Commission confirms emergency purchase of influent meter as wastewater plant works to meet state order

August 13, 2025 | Grosse Ile, Wayne County, Michigan


This article was created by AI summarizing key points discussed. AI makes mistakes, so for full details and context, please refer to the video of the full meeting. Please report any errors so we can fix them. Report an error »

Commission confirms emergency purchase of influent meter as wastewater plant works to meet state order
The Grosse Hill Township Public Services Commission confirmed an emergency purchase of an influent flow meter for the townshipwastewater treatment plant at its meeting, citing compliance needs tied to the plantAdministrative Consent Order and recent meter and pump failures.

The purchase was authorized under the townshipemergency-purchase policy and will be handled as a change order to work under the contractor Sorensen Gross, staff said. The commission voted by voice to confirm the action.

Why it matters: State regulator EGLE requires the plant to have reliable flow data for sampling and chlorine dosing, and the township must demonstrate the new final clarifier meets design performance as part of the ACO. Without an operating influent meter, staff said, the plant cannot complete performance certification or provide consistently accurate compliance data.

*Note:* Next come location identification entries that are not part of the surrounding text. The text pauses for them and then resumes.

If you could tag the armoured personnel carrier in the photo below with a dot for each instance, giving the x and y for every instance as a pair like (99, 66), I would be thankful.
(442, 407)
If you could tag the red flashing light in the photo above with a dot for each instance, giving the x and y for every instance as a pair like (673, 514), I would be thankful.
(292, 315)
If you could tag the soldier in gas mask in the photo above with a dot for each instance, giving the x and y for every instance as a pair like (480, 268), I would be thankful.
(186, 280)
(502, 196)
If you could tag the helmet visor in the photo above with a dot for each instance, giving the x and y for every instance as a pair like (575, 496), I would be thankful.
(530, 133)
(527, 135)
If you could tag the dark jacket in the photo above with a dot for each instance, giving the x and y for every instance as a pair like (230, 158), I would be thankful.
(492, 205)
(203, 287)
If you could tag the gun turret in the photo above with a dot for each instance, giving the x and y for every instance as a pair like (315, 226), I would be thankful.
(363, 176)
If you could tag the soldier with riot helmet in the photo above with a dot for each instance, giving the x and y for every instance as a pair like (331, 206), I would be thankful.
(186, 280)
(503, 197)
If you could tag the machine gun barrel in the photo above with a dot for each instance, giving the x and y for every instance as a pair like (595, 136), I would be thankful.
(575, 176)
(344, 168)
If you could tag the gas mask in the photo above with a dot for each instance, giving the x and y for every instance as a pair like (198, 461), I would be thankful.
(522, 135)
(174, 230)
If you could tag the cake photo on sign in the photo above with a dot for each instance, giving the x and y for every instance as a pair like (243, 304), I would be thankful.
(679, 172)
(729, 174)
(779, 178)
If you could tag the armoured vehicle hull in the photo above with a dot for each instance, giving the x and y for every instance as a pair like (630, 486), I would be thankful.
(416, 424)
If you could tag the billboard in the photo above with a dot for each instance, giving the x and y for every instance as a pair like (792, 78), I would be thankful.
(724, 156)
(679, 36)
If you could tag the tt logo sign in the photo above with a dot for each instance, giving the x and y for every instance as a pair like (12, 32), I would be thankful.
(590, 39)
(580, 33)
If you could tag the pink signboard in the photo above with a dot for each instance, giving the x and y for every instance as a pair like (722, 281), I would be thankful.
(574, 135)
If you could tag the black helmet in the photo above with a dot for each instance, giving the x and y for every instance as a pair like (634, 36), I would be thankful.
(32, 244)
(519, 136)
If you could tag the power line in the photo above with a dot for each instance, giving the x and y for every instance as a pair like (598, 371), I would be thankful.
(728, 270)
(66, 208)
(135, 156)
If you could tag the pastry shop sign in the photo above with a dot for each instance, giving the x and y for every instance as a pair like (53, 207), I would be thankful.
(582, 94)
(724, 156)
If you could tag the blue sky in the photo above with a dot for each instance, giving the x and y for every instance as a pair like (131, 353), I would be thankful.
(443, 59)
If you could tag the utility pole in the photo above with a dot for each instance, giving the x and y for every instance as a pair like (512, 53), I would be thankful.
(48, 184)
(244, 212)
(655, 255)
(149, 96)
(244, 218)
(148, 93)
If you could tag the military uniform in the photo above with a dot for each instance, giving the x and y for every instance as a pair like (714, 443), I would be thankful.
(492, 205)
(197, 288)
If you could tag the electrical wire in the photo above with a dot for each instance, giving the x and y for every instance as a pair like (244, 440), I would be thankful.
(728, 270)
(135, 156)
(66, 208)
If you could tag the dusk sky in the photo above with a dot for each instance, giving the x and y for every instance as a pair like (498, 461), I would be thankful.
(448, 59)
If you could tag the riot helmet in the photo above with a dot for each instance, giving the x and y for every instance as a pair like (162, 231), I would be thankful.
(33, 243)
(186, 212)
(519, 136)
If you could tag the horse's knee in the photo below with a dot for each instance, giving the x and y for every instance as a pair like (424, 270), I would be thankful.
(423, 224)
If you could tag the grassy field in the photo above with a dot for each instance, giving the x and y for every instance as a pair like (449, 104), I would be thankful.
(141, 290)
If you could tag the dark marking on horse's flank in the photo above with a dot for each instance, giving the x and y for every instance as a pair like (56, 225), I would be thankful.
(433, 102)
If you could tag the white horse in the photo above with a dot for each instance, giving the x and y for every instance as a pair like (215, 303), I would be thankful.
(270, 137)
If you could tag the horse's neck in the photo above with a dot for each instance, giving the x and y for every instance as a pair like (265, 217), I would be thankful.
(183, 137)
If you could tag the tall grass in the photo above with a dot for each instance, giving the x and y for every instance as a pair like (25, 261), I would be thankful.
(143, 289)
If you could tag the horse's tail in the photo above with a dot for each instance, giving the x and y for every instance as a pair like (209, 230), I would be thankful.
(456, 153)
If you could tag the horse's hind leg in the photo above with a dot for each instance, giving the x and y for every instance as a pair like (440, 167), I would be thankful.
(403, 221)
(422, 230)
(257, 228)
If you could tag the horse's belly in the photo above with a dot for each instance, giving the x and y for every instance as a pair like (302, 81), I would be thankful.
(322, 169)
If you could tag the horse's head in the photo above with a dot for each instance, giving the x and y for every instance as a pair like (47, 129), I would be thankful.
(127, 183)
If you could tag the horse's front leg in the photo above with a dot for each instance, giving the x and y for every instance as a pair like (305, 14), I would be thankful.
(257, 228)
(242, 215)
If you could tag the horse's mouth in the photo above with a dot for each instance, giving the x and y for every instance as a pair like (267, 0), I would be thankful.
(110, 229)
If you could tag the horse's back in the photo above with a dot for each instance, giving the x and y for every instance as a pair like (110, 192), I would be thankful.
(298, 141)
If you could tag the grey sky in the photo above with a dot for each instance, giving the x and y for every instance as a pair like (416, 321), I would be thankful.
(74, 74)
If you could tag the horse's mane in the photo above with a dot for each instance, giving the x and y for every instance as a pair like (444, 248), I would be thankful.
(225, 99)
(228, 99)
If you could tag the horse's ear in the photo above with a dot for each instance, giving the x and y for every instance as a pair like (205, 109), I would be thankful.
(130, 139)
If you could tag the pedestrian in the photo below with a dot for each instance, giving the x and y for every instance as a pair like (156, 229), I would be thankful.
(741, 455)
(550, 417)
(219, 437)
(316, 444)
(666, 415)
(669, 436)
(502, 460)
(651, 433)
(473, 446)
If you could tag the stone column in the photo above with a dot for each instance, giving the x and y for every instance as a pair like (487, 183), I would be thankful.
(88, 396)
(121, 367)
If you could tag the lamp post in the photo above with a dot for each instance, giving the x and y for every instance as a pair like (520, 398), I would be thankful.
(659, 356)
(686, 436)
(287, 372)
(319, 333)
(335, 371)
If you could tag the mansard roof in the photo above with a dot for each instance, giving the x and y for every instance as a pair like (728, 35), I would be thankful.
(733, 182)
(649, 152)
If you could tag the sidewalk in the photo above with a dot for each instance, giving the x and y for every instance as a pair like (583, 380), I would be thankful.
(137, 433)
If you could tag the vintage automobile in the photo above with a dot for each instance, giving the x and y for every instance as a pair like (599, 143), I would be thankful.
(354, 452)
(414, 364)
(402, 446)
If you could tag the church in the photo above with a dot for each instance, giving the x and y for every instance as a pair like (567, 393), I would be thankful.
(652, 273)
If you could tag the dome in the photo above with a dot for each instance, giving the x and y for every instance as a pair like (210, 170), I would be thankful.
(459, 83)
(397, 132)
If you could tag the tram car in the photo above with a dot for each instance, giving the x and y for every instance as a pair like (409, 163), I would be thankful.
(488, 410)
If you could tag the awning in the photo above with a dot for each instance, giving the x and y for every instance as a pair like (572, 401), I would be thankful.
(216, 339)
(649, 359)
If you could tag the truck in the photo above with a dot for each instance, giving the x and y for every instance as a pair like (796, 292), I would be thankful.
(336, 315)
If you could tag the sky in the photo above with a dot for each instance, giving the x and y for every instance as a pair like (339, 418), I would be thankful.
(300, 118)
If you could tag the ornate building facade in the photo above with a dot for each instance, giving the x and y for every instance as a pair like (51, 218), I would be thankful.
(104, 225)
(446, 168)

Ryan, wastewater treatment plant manager, told the commission the planthad been operating without a functioning inline mag influent meter for about a year. "We had a mag meter on our influent, and it went bad about a year ago," he said, and staff installed a clamp-on Doppler meter that later became unusable after downstream piping and concrete lining were changed as part of the ACO work.

Derek, township manager, said the influent meter replacement was originally part of the large ACO contract but had been removed and is now being restored to the ACO scope because it is essential for compliance testing and clarifier certification. "We can't do that PCP without having [the influent meter] in operation," he said.

Staff and contractors described two related problems at the plant:

- Meter failures: The influent mag meter shorted out and the temporary Doppler meter stopped working after piping changes; the effluent flow meter also shorted because of water damage and will require a more complex replacement process and a Part 41 permit. Replacing the effluent meter requires confined-space work and, possibly, bypass pumping, staff said.

- Clarifier and pump issues: The new final clarifier cannot be used at full capacity because secondary sludge pumps are not reliably priming. Ryan and Derek said the pumps were supplied and installed with a vertical orientation that has produced recurring priming losses. The contractor recommended and is scheduled to install an automatic pre-watering/priming device that will prefill pump casings before the pumps start; staff said that work is due this week and that the contractor is performing corrections at its own cost.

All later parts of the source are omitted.